The islands are here because the serpentine has been broken into blocks and invaded by other types of rock; including granite and basalt, which have been eroded by the sea. The tidal island is uninhabited and is flanked by two large rocks – Gull Rock and The Bishop. Before the winter storms of 2013/14 it was thought the island, which is cut off on almost every high tide, was connected to the mainland by a sand tombolo. The winter storms washed the sand away to reveal a rocky ridge, probably formed more than 100,000 years ago when sea levels were higher. At about half-tide, a snorting can be heard – the sound of the Devil's bellows – a blowhole on Asparagus Island, which was caused by the sea tunnelling along a fault. A second blowhole, the Post Office, is so named because there is enough suction to post a letter in it.

Access is via the South-west coastal footpath from a nearby National Trust car park.

==Wildlife and ecology==
Asparagus Island is within the Lizard National Nature Reserve, only the best habitats and geological formations are designated as NNRs. The red data book species wild asparagus grows on the island and has been known there since the 1830s. In 1847 Gibson writes that it is in some danger of being eradicated because the (tourist) guides gather it so frequently.

==History==
A number of microliths and other Mesolithic flints have been found and despite being reported as a flint working site, there is no evidence for this.

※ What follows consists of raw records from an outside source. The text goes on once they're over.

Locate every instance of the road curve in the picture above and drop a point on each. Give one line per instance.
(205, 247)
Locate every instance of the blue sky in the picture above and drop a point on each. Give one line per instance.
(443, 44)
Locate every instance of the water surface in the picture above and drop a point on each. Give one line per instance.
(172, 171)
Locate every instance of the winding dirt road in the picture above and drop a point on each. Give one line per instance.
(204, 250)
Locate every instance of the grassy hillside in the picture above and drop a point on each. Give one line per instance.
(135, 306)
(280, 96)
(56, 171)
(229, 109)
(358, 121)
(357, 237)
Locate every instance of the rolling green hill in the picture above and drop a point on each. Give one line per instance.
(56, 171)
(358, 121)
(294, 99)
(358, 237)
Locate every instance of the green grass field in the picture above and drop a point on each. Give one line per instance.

A Danish brig the Ospra hit Asparagus Island in the early hours of Sunday, 6 May 1832. She was carrying sugar and coffee (worth £10,000), on a voyage from Havana to Hamburg. The crew, with the exception of one man who drowned, climbed onto the island and walked ashore at dawn. Both the vessel and cargo were a total loss. The wreck became known in local legend, as the ″coffee wreck″.